21 thoughts on “12-year-old girl helping bring awareness to Black Dog Syndrome”

  1. 2 of my 3 are black dogs and as far as temperament goes, they are all easy going, friendly, and sweet. The only thing that I think the animal shelter should do is change the bandana color from red to another bright color, say yellow. Everyone I know equates a dog with a red bandana with a dog that they have to be careful around. In my area it’s known as an ‘alert color’ for reactive dogs.

    Reply
    • In WA state yellow is used to indicate reactive/dogs in training. So I guess it’s different everywhere.

      Reply
  2. I have 2 solid black GSD, and 2 very dark black and tans ones. I LOVE my darkies! I also have several barn cats, and my favorites are my 2 ‘tuxedo’ cats. Oh, and my favorite stud horse I had, well bet yoy can’t guess what color he was….. yes you got it….BLACK!

    Oh, and the dog I have that would most likely bite you….. my mostly white Rat Terrier!
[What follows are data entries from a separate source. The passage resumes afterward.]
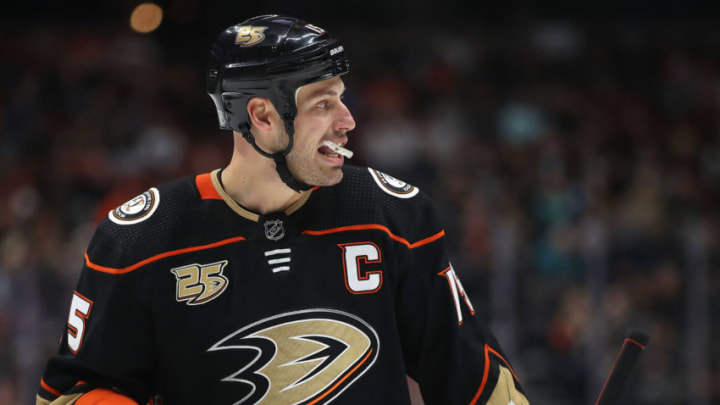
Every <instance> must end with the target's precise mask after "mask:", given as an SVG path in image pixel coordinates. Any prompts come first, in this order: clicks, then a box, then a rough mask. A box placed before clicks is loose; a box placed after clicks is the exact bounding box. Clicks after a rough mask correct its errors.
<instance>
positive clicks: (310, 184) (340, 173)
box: [287, 148, 343, 187]
mask: <svg viewBox="0 0 720 405" xmlns="http://www.w3.org/2000/svg"><path fill="white" fill-rule="evenodd" d="M316 153H317V151H316V150H314V149H312V150H303V151H300V150H298V149H296V148H293V150H291V151H290V153H289V154H288V156H287V163H288V168H289V169H290V172H291V173H292V175H293V176H294V177H295V178H296V179H298V180H300V181H302V182H304V183H306V184H309V185H311V186H323V187H326V186H332V185H335V184H337V183H339V182H340V180H342V178H343V172H342V168H341V167H332V168H331V167H320V165H319V163H318V162H317V161H316V160H315V154H316Z"/></svg>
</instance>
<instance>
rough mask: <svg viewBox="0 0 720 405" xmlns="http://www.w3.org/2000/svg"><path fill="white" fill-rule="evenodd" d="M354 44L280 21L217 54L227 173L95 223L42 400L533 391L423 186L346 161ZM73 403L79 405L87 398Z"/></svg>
mask: <svg viewBox="0 0 720 405" xmlns="http://www.w3.org/2000/svg"><path fill="white" fill-rule="evenodd" d="M348 69H349V62H348V59H347V57H346V54H345V50H344V48H343V46H342V45H341V44H340V43H338V42H337V41H336V40H334V39H332V38H331V37H330V36H329V35H328V34H327V33H326V32H325V31H324V30H323V29H321V28H318V27H316V26H314V25H311V24H308V23H306V22H304V21H301V20H298V19H295V18H292V17H283V16H276V15H270V16H261V17H256V18H251V19H249V20H247V21H244V22H242V23H240V24H237V25H234V26H231V27H229V28H227V29H226V30H225V31H223V32H222V33H221V34H220V35H219V37H218V38H217V40H216V42H215V44H214V45H213V47H212V51H211V58H210V67H209V69H208V93H209V95H210V97H211V98H212V100H213V102H214V105H215V107H216V109H217V113H218V117H219V121H220V127H221V128H222V129H226V130H232V131H233V134H234V139H235V146H234V150H233V155H232V159H231V161H230V163H229V165H228V166H227V167H225V168H224V169H222V170H220V169H218V170H215V171H213V172H211V173H204V174H199V175H196V176H192V177H188V178H184V179H180V180H177V181H174V182H171V183H169V184H165V185H162V186H159V187H157V188H154V187H153V188H150V189H149V190H147V191H146V192H144V193H142V194H141V195H139V196H137V197H135V198H133V199H132V200H130V201H128V202H127V203H125V204H123V205H121V206H119V207H118V208H116V209H114V210H112V211H110V212H109V214H108V218H107V219H106V220H104V221H103V222H102V223H101V224H100V225H99V227H98V229H97V231H96V233H95V235H94V237H93V239H92V241H91V242H90V245H89V247H88V250H87V253H86V255H85V262H84V266H83V269H82V273H81V276H80V280H79V282H78V285H77V289H76V291H75V293H74V294H73V297H72V302H71V306H70V311H69V318H68V324H67V330H66V331H65V332H64V333H63V338H62V342H61V344H60V349H59V352H58V353H57V354H56V355H55V356H53V357H52V358H51V359H50V360H49V362H48V364H47V368H46V371H45V373H44V376H43V378H42V380H41V382H40V389H39V393H38V396H37V403H38V404H69V403H75V404H78V405H87V404H99V403H102V404H134V403H138V404H145V403H148V402H149V401H150V402H152V401H158V402H159V401H162V403H164V404H326V403H330V402H334V403H340V404H368V403H370V404H409V402H410V399H409V393H408V387H407V382H406V375H409V376H410V377H412V378H413V379H415V380H416V381H417V382H418V383H419V386H420V390H421V393H422V396H423V399H424V401H425V403H427V404H486V403H487V404H494V405H507V404H517V405H522V404H527V403H528V401H527V399H526V397H525V395H524V394H523V391H522V389H521V387H520V384H519V382H518V378H517V376H516V375H515V372H514V371H513V369H512V367H511V365H510V363H509V362H508V360H507V358H506V357H505V356H504V355H503V352H502V350H501V349H500V346H499V345H498V343H497V342H496V340H495V339H494V338H493V336H492V334H491V332H490V331H489V330H488V329H487V328H486V326H485V325H484V324H483V322H482V321H481V319H480V317H479V315H477V314H476V313H475V310H474V309H473V306H472V304H471V302H470V299H469V298H468V296H467V295H466V294H465V291H464V289H463V286H462V284H461V283H460V280H459V279H458V277H457V274H456V273H455V271H454V269H453V267H452V265H451V264H450V262H449V260H448V257H447V256H446V253H445V248H444V236H445V233H444V231H443V229H442V227H441V226H440V224H439V223H438V221H437V219H436V217H435V214H434V212H433V208H432V206H431V203H430V202H429V201H428V199H427V197H426V196H425V195H424V194H423V193H422V192H420V190H418V189H417V188H416V187H413V186H412V185H409V184H406V183H404V182H402V181H400V180H398V179H395V178H393V177H391V176H389V175H387V174H384V173H382V172H380V171H377V170H374V169H369V168H360V167H352V166H347V165H344V164H343V163H344V159H345V158H349V157H350V156H351V155H352V152H350V150H349V149H347V148H346V147H345V145H346V143H347V141H348V132H350V131H351V130H352V129H353V128H354V127H355V121H354V120H353V117H352V115H351V113H350V111H349V110H348V108H347V107H346V106H345V104H343V101H342V94H343V91H344V84H343V81H342V79H341V76H342V75H343V74H345V73H347V72H348ZM74 401H75V402H74Z"/></svg>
    It is a shm that a dog would be discriminated against for color.

    Reply
  3. I’ve developed an affinity for medium-sized (or any sized!) black dogs, with perhaps a bit of white here and there… Because the love of my life, Happy, was a black and white fluffy lab mix rescued dog…And I just want to have him back with me even if it’s just a new rescued doggie who resembles him 🙁 And I have been blessed to have a new black and white dog who has won my heart with her tenderness and calm soul… 🙂

    Reply
  4. I wouldn’t give my black brindle dachshund up for anything. He is the smartest dog I have ever had and I wish I could clone him. People really need to stop being so irrational on color period.

    Reply
  5. Charlie was the best dog ever – 25 lbs of all the love and kisses you could ever want. He was a miniature pinscher/beagle mix with a beautiful black shiny coat with brown markings. We adopted him 12 years ago from the county shelter and everyone who knew him was his friend:-)

    Reply
  6. I have a gorgeous cocker spaniel who happens to be mostly black with a few white spots. He’s such a cutie, with so much personality. I would not change my silly boy for the world.